Passengers are having a hard time to spot the difference between the private airline, launched with much fanfare last month, and its much larger rivals in the state-owned sector, the China Business Weekly said.
The ticket price is essentially the same they would have to pay for flying with the industry's big players, and cabin services -- right down to the inflight meals -- are virtually identical, according to the paper.
"There are many insurmountable obstacles to operating low-cost flights in the current environment," Okay Airways president Liu Jieyin said.
Okay Airways, which received the final go-ahead from the civil aviation authorities early this year, expects to run air cargo and express services, passenger charter services and ground distribution.

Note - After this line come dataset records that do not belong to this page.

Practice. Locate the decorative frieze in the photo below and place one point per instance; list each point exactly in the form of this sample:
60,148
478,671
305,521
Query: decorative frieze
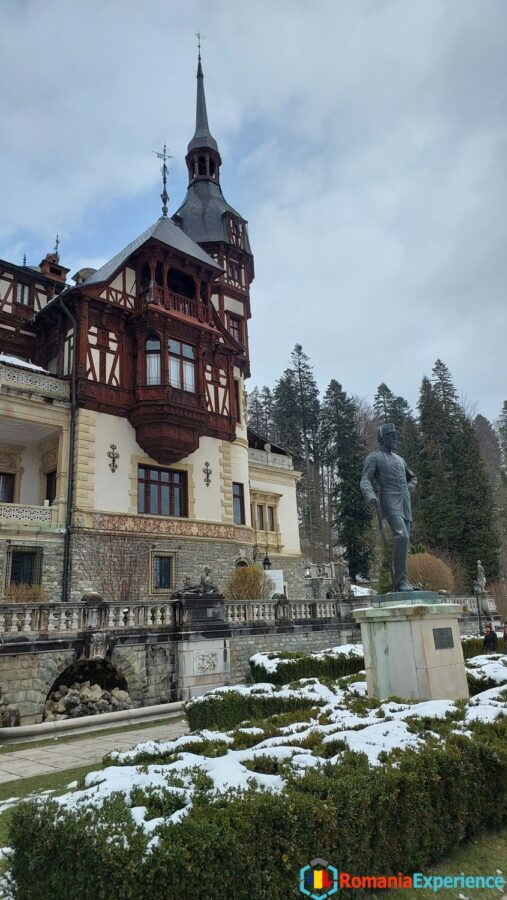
164,526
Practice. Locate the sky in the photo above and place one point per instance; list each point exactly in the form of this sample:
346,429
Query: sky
365,141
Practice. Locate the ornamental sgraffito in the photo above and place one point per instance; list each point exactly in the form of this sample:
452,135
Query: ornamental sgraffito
161,526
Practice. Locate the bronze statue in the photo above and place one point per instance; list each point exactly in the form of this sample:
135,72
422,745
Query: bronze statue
395,482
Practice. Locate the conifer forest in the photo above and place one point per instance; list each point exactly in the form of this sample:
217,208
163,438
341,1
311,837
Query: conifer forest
459,457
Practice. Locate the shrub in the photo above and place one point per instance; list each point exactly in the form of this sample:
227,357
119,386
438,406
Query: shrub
25,593
430,573
249,583
227,709
296,666
390,818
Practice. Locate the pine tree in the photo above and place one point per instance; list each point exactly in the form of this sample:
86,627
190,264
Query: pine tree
344,454
296,419
455,506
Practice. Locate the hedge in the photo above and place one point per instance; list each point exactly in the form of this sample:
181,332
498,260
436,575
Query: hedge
227,709
308,666
385,819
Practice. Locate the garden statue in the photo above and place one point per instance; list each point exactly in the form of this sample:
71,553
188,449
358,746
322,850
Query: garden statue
395,482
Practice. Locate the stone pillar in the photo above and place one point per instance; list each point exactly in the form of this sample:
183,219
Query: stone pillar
412,649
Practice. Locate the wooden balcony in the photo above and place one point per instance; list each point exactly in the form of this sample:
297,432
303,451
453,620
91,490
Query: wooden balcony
177,303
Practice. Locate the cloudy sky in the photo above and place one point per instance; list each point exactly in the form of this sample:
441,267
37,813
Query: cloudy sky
364,140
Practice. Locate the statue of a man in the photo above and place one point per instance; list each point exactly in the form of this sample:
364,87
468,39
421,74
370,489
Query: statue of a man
481,577
395,482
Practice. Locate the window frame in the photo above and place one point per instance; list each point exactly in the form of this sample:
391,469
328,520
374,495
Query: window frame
182,360
160,484
155,555
238,503
37,554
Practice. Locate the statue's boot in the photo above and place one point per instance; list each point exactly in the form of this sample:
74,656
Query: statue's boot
400,553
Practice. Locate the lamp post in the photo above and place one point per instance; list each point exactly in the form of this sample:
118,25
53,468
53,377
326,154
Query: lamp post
478,592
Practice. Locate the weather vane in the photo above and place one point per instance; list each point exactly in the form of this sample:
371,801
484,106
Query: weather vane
164,195
200,37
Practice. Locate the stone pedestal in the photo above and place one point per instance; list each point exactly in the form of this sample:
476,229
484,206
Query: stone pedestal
412,647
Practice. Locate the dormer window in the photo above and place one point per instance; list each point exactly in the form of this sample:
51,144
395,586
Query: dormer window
23,293
153,369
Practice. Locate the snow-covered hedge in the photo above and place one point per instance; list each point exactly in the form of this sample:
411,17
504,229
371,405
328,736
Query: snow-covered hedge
281,668
370,786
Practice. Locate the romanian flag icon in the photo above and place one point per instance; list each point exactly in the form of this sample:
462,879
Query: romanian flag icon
318,880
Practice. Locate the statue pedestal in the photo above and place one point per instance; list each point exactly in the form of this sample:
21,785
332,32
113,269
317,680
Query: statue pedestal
412,647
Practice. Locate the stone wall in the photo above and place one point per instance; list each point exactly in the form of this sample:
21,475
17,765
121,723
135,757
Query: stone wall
27,678
149,670
52,562
95,555
300,640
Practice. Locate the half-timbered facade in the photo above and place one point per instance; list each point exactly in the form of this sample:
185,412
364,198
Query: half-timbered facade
154,477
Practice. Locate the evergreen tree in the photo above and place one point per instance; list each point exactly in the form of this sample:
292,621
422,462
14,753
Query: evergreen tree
255,412
455,505
344,454
296,419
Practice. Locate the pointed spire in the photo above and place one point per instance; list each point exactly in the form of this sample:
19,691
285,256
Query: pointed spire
164,170
202,137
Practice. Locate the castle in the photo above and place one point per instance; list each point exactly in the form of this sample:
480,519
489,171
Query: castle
126,463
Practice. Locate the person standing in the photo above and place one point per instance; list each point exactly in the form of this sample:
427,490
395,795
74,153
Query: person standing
490,640
395,482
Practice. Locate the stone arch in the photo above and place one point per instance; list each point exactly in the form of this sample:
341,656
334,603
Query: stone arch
131,664
96,671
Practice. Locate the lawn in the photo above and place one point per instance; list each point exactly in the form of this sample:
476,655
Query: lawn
485,856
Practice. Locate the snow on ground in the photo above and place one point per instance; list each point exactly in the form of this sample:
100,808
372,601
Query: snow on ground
488,666
342,716
270,661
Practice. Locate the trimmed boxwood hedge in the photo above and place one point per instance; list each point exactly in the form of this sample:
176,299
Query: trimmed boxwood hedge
294,666
226,710
383,819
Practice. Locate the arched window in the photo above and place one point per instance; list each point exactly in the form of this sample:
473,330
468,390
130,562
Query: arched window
153,373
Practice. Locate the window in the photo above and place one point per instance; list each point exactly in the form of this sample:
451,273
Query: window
6,487
238,503
152,360
23,293
271,518
234,271
237,400
235,329
26,566
182,366
260,517
51,486
162,571
161,492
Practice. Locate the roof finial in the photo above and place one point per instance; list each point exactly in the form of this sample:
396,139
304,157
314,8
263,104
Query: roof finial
164,195
199,37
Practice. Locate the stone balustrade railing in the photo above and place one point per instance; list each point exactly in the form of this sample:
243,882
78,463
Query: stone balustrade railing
252,611
35,382
266,458
23,514
62,618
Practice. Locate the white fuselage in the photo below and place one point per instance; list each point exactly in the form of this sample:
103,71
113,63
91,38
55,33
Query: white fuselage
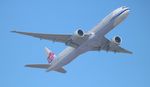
96,38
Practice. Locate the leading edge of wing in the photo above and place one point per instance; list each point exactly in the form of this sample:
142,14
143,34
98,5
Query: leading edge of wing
51,37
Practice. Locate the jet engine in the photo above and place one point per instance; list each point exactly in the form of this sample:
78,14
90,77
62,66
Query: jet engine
78,34
117,40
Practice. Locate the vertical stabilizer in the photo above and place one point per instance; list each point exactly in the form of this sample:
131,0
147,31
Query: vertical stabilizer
50,55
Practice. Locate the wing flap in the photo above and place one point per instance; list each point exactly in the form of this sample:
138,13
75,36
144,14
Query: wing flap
51,37
61,70
108,46
41,66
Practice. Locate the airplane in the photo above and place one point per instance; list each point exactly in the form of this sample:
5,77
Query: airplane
81,42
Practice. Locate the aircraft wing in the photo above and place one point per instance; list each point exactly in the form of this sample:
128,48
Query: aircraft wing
109,46
41,66
52,37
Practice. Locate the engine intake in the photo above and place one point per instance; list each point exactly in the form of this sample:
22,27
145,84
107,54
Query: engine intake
117,40
79,33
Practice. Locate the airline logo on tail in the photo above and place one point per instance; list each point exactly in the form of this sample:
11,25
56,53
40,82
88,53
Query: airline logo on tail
50,55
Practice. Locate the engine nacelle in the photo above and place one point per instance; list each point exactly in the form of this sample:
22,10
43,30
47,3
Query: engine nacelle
117,40
78,34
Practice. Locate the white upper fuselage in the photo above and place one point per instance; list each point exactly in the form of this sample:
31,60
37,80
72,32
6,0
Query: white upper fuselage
95,38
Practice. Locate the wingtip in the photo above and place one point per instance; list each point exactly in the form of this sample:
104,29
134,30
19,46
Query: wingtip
13,31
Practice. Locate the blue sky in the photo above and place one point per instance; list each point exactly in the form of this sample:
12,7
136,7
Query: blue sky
96,69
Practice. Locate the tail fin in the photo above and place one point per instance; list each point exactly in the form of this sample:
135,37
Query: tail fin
50,55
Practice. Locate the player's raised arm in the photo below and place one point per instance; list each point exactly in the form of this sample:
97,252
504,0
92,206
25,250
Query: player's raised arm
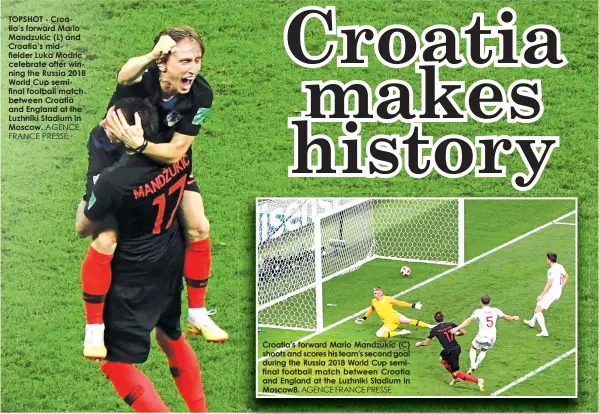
132,136
401,303
424,343
132,70
369,312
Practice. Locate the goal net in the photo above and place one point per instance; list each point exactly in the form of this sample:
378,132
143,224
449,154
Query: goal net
302,243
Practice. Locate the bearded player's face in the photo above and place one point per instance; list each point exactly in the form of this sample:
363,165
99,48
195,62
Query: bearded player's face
181,67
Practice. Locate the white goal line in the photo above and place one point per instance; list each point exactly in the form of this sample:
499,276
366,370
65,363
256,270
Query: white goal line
426,282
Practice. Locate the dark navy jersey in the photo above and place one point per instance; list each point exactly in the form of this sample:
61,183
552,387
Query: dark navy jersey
144,197
183,113
445,337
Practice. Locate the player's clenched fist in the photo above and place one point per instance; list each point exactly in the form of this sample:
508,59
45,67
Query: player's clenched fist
163,47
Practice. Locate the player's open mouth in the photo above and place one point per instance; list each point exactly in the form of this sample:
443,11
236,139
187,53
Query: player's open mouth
187,82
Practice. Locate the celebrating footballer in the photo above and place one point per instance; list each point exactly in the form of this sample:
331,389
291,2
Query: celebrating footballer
169,78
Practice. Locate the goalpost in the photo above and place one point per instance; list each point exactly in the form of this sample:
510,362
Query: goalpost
302,243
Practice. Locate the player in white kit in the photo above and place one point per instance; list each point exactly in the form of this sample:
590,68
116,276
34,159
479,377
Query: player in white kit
556,279
487,330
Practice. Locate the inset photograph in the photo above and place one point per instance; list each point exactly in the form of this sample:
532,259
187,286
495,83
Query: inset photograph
416,297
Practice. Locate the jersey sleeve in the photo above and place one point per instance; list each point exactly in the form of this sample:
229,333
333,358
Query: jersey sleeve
103,200
191,123
432,334
399,303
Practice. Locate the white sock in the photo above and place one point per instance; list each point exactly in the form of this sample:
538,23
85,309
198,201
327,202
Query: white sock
480,358
533,320
541,320
197,312
472,357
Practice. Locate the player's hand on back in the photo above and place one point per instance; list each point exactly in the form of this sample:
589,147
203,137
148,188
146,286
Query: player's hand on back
131,135
163,47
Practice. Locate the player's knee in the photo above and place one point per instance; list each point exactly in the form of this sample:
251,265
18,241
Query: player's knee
198,229
105,242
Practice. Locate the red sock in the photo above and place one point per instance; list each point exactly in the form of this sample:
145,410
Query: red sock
446,365
134,387
198,260
95,281
466,377
186,372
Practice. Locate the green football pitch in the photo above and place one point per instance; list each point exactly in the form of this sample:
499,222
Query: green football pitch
506,243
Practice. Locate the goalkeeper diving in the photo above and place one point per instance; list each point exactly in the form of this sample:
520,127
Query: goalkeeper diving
383,305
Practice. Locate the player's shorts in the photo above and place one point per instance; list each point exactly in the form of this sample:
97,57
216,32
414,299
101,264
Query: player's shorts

At the moment, the airline company has been given approval to fly on six domestic routes, with a leased Boeing 737-900 jet, according to the paper.
While it is headquartered in nearby Beijing with a registered capital of 300 million yuan (US$36 million), it operates out of Binhai International Airport near the port city of Tianjin.
This is in order to reduce costs, as the fledgling airline hopes to take advantage of lower landing fees, the paper said.
But no amount of creative cost cutting may be sufficient to make the company's services cheaper than those of its larger competitors.
"There is a long way to go before a budget carrier takes shape in China," Liu told the paper. "It may emerge within three or five years."
Landing fees, import tariffs and fuel costs are fixed, meaning private companies have no control over about 80 percent of their total operating costs, the paper reported.
While these conditions are the same for everyone, private carriers are nevertheless at a disadvantage, because they face more difficulties obtaining capital from the banks, the paper said.
Three other private carriers are waiting in the wings to begin operations -- United Eagle Airlines in the southwestern city of Chengdu, Spring International Airlines in the eastern city of Shanghai and Huaxia Airlines in China's west.